Arraseo,” ucap Key seraya menutup majalah di tangannya, “Tidurlah, kau butuh istirahat lebih malam ini.”

Yoora membalas kata-kata Key dengan senyuman. Perlahan tubuhnya beranjak bangkit dari sofa, “Gomawo, Key.”

“Untuk membiarkanmu tidur lebih awal?” tanya Key bingung dengan satu alis terangkat karena ia merasa hal itu tak masuk dalam daftar perbuatan yang sepantasnya menerima ucapan terima kasih.

“Karena selalu berada di sisiku selama lima tahun ini,” lanjut Yoora, matanya menatap mata hangat Key dalam.

Key tersenyum lembut. Ia berdiri, berjalan menghampiri Yoora dan memegang kedua pundak yeoja itu, “Kau tahu bahwa aku takkan pernah meninggalkanmu, kecuali kau yang menginginkanku pergi.”

Tangan Yoora terulur lalu melingkar di pinggang Key—memeluk namja itu dengan erat, “Aku tak tahu bagaimana aku dapat menjalani hidupku andai kau tak ada, Key.”

Key balas memeluk Yoora, tangannya terkait dengan erat melingkar pada tubuh yeoja itu. Dikecupnya lembut puncak kepala Yoora. Key yakin yeoja itu hingga kini belum mencintainya, namun bolehkah ia berharap bahwa kehadirannya perlahan telah mampu membuka kembali pintu hati Yoora yang sempat tertutup rapat?

***

Minho memijit pelan keningnya yang terasa penat. Tubuhnya bersandar pada kursi hitam yang telah didudukinya semenjak tiga bulan lalu ia resmi menjadi dokter di rumah sakit ini. Lengan bajunya sedikit terangkat, memperlihatkan jam tangan silver yang melingkar pada pergelangan tangannya. Jarum jam tersebut terus berdetak, berputar pada porosnya dan menunjukkan betapa banyak waktu yang telah terlewati sementara Minho terus bergelut dengan isi kepalanya.

Setelah lima tahun, akhirnya ia bertemu lagi dengan yeoja yang dicintainya. Tak hanya sekedar itu, bahkan ia merasa yakin bahwa bocah lima tahun bernama Yoogeun itu adalah anaknya. Namun mengapa pertemuan yang harusnya dapat membuatnya bahagia hanya bertahan selama beberapa menit?
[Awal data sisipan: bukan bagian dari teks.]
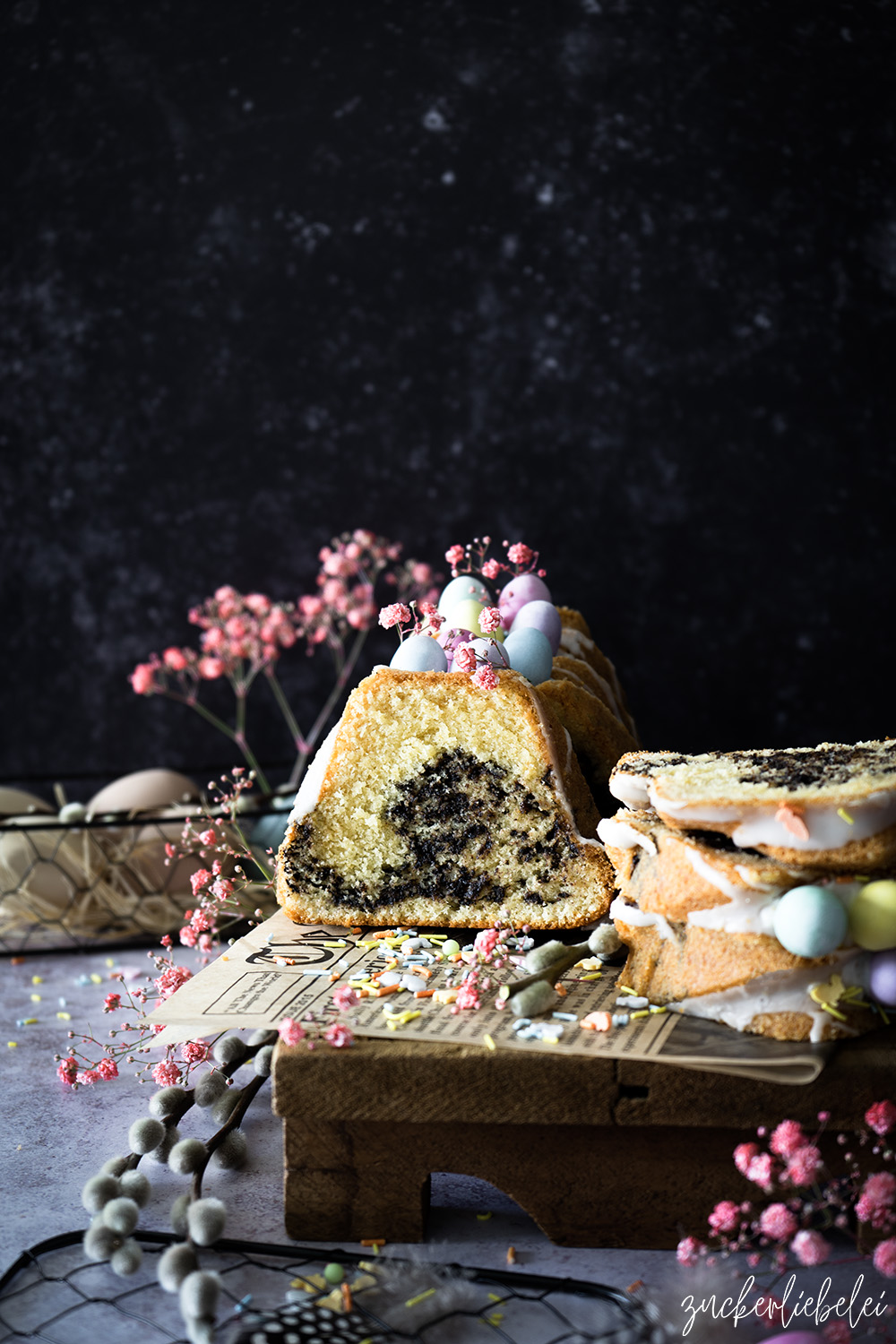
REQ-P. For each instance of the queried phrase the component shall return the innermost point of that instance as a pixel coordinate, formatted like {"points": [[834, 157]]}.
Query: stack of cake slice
{"points": [[704, 851]]}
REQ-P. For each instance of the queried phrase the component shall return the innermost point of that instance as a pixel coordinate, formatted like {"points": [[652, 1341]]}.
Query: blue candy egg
{"points": [[490, 650], [530, 653], [540, 616], [882, 978], [810, 921], [462, 588], [419, 653]]}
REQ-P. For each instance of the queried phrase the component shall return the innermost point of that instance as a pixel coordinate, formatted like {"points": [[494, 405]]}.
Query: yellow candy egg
{"points": [[465, 616], [872, 916]]}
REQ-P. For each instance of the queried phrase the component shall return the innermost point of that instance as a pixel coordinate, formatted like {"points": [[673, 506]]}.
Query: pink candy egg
{"points": [[525, 588], [540, 616]]}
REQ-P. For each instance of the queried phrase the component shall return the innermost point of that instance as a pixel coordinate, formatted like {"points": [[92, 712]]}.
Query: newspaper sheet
{"points": [[281, 969]]}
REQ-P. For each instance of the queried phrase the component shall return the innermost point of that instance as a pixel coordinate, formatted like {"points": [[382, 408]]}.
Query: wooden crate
{"points": [[598, 1152]]}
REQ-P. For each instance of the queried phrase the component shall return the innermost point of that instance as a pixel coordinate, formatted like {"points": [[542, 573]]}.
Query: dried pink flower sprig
{"points": [[245, 634], [805, 1201], [474, 559]]}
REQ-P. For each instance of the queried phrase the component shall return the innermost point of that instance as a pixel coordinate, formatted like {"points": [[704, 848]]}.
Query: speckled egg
{"points": [[882, 978], [540, 616], [810, 921], [525, 588], [530, 653], [461, 589], [493, 652], [419, 653], [872, 916]]}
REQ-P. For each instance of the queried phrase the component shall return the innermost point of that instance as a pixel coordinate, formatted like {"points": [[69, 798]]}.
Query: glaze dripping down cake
{"points": [[437, 803]]}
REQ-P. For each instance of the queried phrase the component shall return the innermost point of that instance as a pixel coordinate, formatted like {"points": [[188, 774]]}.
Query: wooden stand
{"points": [[598, 1152]]}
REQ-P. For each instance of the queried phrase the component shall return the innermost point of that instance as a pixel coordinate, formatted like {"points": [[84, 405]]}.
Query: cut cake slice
{"points": [[694, 913], [437, 803], [831, 806]]}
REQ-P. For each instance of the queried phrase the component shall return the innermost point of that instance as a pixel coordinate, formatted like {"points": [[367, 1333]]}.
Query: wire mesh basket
{"points": [[94, 882], [54, 1293]]}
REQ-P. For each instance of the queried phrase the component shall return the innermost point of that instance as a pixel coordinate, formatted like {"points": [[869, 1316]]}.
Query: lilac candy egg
{"points": [[419, 653], [530, 653], [797, 1338], [462, 588], [540, 616], [493, 652], [525, 588], [882, 978]]}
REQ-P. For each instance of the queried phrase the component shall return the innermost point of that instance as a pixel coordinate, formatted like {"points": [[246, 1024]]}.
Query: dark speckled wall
{"points": [[616, 279]]}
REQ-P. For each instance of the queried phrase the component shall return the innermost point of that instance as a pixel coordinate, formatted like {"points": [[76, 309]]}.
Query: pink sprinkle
{"points": [[810, 1247]]}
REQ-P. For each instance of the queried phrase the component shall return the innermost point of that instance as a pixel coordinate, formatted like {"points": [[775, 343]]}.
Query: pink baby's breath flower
{"points": [[689, 1250], [726, 1217], [394, 615], [344, 997], [786, 1139], [485, 677], [171, 980], [199, 879], [810, 1247], [290, 1031], [762, 1171], [745, 1153], [804, 1166], [778, 1222], [874, 1204], [194, 1051], [167, 1074], [885, 1257], [882, 1117], [339, 1035], [175, 659], [67, 1070], [485, 941], [142, 679], [520, 554], [210, 668], [465, 659]]}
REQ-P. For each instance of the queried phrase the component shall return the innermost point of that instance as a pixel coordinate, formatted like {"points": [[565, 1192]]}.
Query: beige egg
{"points": [[144, 790], [18, 801]]}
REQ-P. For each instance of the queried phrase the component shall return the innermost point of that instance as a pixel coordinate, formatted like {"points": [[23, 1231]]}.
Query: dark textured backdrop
{"points": [[618, 279]]}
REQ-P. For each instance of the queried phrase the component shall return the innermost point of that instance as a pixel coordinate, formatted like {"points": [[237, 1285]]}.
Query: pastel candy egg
{"points": [[490, 650], [882, 978], [530, 653], [810, 921], [419, 653], [461, 589], [525, 588], [540, 616], [872, 916]]}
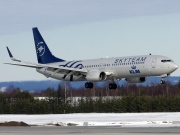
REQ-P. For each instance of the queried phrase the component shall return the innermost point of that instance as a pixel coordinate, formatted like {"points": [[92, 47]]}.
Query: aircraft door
{"points": [[153, 63]]}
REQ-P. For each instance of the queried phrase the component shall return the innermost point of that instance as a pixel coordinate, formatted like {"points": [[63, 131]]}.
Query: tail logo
{"points": [[40, 48]]}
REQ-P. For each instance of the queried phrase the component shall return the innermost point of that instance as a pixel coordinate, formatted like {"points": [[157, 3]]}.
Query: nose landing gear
{"points": [[162, 81], [112, 86]]}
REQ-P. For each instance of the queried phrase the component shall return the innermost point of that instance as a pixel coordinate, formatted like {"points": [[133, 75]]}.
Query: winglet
{"points": [[11, 56]]}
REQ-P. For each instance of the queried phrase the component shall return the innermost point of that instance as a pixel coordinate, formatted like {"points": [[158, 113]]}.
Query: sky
{"points": [[78, 29]]}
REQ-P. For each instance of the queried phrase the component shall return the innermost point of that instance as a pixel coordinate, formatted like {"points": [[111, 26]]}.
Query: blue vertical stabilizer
{"points": [[44, 55]]}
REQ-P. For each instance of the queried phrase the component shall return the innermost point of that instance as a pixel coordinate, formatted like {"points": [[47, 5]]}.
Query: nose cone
{"points": [[174, 67]]}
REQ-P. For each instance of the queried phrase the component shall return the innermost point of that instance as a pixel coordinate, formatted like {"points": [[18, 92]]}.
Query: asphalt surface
{"points": [[88, 130]]}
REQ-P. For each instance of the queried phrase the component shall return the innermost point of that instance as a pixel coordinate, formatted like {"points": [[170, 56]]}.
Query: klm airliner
{"points": [[134, 69]]}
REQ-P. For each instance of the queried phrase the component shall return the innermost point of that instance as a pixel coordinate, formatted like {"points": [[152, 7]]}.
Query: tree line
{"points": [[129, 98]]}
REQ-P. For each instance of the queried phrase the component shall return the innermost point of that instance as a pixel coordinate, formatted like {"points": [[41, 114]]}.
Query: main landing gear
{"points": [[90, 85], [162, 81], [112, 86]]}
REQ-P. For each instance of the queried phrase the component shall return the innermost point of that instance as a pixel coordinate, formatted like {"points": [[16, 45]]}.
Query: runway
{"points": [[88, 130]]}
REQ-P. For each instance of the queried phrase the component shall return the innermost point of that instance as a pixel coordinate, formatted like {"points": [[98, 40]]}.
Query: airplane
{"points": [[134, 69]]}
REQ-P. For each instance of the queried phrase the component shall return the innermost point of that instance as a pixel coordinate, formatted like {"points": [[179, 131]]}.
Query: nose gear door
{"points": [[153, 63]]}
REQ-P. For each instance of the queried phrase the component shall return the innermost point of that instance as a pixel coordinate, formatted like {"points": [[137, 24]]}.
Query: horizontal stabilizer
{"points": [[11, 56]]}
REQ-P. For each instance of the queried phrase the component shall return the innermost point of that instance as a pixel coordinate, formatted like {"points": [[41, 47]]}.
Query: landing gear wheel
{"points": [[89, 85], [162, 82], [112, 86]]}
Telinganya masih dapat mengingat bagaimana suara riang Yoogeun menyebutkan kata “Appa” kepada seseorang yang tampaknya telah menggantikan posisinya.

Tangan Minho berhenti memijit pelipisnya ketika ia rasa usahanya sia-sia karena keadaan kepalanya tak kunjung membaik. Tangannya kemudian turun untuk melepaskan kancing kemejanya yang paling atas, lalu menarik keluar sebuah rantai perak yang melingkar di lehernya—yang tersembunyi di balik kemejanya.

Minho menyentuh rantai itu dengan ujung-ujung jarinya, menyusuri gerutan-gerutan halus yang menjadi pola pada rantai itu. Tangannya terhenti ketika sentuhannya kini beralih pada sebuah benda bulat pipih yang terkait pada ujung rantai—sebuah cincin.

[Flashback]

Minho melajukan mobilnya menembus jalanan malam yang sudah mulai sunyi. Dengan satu tangan dipegangnya kemudi, sedang tangan lainnya menyentuh sudut bibirnya yang terkatup rapat. Banyak hal berkecambuk dalam pikirannya, semuanya berasal dari kenyataan bahwa kekasihnya—Yoora—kini tengah mengandung anaknya.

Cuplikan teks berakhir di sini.